Over the next 5 years the company fails to reach their $20 per share earnings peak but continues to earn an ample return of around $15 per share. Because this analyst failed to account for any unforeseen events and purchased the security for a price far too close to what the business appeared to be valued at, they failed to have a wide enough margin of safety which ultimately lead to a poor investment result.
If, however, they had taken the proper investment approach and accounted for the “vicissitudes of time” as Ben Graham put it, they would have instead tried to purchase the security for no more than 70 cents on the dollar, compared to 90 cents on the dollar that was actually paid, and the analyst would have continued to have a satisfactory investment despite the company’s fall in earnings.
This is a habit that must be developed within all investors. Without this margin of safety principle incorporated into every investment decision, one will likely fall into the habit of speculation rather than true investment and will in turn suffer the poor results destined to stock speculators.
Principle 6: An Investor Must Stay within their Circle of Competence.
In order to value a business, and henceforth identify ones selling below their value, an investor must have a high level of confidence in what the business is going to earn over the pursing years. Because of this, an investor dramatically improves their chances of success by staying within areas of business they feel they have a superior level of knowledge.
Due to the overconfidence man often has in himself, and the animal spirits John Maynard Keynes identified within all of us, it is extremely easy and very tempting to convince ourselves we have superior knowledge in areas where we in fact don’t. Because of these irrational tendencies, an investor must constantly strive to restrict themselves to areas where they do indeed have a superior level of knowledge. Without the proper amount of self- restraint, an investor will drift into areas that can only offer the illusion of successful investment.
The question remains of course, how to define one’s circle of competence and ensure that they stay within that boundary.
Defining one’s circle of competence consists not of understanding how the products or services of a company work, such as the computer science behind a technology company, but rather understanding how consumers react and adapt to a company’s products and services in their buying decisions; and from there understanding what consumer behavior is likely to be over the next 5 to 10 years. If one cannot say with assurance what the attitude of consumers will be towards a company’s offerings in the future, then they cannot designate the company as one within their circle of competence.

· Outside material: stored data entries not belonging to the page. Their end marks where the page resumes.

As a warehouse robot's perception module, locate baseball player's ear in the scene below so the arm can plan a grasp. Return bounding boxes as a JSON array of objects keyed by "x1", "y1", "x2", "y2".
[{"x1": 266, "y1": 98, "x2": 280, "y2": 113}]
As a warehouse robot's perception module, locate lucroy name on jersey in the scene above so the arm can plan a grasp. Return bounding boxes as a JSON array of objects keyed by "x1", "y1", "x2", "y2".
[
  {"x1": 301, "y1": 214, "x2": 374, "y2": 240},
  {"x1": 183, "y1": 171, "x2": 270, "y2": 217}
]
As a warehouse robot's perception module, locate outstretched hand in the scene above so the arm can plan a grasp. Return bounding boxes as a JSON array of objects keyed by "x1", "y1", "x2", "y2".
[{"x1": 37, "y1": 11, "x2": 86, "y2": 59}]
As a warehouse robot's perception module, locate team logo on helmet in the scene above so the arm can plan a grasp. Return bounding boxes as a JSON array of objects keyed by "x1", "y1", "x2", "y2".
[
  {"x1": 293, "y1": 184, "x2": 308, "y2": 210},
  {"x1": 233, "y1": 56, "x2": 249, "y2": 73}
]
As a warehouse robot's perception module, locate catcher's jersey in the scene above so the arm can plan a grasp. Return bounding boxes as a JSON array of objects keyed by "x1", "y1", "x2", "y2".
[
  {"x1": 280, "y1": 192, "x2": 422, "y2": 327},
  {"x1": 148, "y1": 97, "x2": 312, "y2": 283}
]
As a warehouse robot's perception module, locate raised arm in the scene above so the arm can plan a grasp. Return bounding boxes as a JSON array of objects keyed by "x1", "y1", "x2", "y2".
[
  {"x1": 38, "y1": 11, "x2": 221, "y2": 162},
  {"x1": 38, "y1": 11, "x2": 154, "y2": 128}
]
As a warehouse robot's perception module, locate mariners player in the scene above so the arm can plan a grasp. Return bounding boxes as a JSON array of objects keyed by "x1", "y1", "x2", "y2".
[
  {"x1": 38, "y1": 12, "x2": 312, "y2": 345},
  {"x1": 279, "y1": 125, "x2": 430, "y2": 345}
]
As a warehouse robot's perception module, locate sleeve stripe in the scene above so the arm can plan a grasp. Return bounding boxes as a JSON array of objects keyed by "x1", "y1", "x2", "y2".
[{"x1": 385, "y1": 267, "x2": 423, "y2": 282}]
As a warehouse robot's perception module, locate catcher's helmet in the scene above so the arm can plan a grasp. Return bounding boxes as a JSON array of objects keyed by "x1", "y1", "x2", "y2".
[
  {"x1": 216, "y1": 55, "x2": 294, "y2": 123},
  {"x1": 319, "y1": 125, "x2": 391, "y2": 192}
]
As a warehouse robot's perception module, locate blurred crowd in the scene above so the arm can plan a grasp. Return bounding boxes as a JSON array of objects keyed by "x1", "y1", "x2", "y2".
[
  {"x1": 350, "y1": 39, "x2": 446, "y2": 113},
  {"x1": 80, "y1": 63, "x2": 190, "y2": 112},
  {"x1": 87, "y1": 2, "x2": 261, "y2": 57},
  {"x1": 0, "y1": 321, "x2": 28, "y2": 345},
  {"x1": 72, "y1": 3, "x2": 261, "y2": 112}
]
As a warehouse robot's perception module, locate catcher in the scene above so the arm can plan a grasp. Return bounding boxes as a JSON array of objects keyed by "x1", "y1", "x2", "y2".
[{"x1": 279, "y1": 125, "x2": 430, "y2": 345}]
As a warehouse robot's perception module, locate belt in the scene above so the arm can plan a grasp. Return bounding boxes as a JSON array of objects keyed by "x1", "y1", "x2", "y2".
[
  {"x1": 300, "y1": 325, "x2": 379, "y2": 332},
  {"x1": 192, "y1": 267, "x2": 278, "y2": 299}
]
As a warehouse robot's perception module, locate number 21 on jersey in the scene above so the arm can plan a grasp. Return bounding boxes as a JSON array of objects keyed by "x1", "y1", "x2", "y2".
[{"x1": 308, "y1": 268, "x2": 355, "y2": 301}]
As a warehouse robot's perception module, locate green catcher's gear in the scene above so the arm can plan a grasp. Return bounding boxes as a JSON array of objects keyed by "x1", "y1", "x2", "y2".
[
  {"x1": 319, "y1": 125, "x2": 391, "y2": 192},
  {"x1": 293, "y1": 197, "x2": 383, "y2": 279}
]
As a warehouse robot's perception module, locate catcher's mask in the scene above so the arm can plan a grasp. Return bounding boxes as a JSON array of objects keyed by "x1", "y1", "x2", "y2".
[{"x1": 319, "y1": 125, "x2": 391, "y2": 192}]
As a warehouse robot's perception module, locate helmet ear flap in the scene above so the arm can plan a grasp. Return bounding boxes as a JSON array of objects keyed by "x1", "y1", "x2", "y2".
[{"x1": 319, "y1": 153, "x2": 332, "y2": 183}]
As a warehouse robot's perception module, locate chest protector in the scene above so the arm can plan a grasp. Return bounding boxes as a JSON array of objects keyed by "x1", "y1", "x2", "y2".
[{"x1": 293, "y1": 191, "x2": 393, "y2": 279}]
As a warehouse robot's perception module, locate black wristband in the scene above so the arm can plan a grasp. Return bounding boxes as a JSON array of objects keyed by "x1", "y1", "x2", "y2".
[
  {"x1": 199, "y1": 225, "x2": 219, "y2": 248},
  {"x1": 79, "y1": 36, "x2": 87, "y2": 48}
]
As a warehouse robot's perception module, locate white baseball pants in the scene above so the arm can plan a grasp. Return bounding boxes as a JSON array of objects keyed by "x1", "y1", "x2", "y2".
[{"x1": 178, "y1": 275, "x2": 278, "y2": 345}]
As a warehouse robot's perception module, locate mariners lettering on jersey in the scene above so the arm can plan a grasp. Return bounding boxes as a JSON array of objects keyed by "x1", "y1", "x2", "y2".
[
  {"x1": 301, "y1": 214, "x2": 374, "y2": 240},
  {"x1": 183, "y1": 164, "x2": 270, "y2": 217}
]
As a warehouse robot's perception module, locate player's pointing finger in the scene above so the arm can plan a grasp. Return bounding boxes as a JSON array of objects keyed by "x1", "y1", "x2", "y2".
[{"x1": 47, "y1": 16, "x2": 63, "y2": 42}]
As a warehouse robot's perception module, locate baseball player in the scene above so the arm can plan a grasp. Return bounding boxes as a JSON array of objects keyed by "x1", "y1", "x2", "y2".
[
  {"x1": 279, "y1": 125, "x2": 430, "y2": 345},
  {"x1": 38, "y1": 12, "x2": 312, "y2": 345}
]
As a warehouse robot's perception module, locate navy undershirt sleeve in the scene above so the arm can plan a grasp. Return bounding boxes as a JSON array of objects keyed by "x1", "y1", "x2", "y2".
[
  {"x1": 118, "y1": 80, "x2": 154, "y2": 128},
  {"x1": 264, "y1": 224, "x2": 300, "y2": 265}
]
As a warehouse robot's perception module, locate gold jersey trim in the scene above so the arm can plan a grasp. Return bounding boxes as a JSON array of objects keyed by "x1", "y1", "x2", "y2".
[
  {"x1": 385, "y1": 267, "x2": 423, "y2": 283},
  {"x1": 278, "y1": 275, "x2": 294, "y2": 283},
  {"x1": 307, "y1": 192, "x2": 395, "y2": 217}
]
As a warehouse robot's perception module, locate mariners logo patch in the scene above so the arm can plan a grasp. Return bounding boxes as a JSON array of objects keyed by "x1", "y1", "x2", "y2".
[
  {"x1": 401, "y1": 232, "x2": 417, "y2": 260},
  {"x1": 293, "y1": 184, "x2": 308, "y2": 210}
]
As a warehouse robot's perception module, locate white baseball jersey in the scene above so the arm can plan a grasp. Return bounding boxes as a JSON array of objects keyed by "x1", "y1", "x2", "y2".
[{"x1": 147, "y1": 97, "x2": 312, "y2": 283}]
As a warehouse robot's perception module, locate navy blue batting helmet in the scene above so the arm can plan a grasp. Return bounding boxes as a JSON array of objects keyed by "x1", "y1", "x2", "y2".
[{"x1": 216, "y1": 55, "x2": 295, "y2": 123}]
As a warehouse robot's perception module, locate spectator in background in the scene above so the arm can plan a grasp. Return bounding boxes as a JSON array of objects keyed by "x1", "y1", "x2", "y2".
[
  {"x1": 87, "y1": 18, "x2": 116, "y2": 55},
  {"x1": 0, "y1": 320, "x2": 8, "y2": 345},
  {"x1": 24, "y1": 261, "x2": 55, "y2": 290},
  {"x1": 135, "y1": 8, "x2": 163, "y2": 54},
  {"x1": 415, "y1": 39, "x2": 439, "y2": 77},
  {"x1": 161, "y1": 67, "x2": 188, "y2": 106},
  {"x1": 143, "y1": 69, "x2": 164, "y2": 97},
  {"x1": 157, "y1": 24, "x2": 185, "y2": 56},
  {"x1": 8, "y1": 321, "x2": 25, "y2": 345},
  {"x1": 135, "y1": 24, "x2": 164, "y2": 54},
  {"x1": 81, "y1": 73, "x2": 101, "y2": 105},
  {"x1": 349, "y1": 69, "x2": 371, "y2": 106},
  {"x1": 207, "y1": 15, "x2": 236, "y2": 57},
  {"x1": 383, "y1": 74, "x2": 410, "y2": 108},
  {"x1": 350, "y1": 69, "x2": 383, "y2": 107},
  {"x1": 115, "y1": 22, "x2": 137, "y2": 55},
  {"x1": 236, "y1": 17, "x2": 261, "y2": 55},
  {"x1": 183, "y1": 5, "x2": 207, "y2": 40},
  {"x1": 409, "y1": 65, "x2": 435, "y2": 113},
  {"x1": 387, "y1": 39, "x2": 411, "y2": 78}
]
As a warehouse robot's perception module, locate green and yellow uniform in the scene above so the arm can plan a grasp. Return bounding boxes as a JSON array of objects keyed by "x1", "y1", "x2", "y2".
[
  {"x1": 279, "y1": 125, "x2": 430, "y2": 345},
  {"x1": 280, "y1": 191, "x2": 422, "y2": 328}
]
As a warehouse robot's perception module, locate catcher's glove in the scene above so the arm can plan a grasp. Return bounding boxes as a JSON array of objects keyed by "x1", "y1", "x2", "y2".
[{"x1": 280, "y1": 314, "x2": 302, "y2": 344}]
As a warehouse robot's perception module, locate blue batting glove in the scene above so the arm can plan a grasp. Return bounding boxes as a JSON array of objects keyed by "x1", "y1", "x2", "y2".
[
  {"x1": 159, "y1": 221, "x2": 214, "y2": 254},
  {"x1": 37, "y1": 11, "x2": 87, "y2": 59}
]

This again leads us to further restricting ourselves to investments that offer a safety of principle, an adequate rate of return, a wide margin of safety, and now ones that reside within our circle of competence. Making this refinement all the more difficult is the often-excessive pressure that comes from others to act on things that are seen as fashionable at the time, but are in reality purely speculative (tulip bulbs, dot com stocks, sub-prime mortgages, bitcoin).
However, if an investor can stand by their own convictions, not giving in to the emotions of the crowd, they can rest assured by their investment decisions, and superior returns can only be certain. These six principles, which have been developed and modified by a number of different investors over the years, particularly Benjamin Graham in his book The Intelligent Investor as well as Warren Buffett in his speeches and writings, have proven successful for these investors for almost 100 years and there is little doubt that they will be applicable into the next 100 years.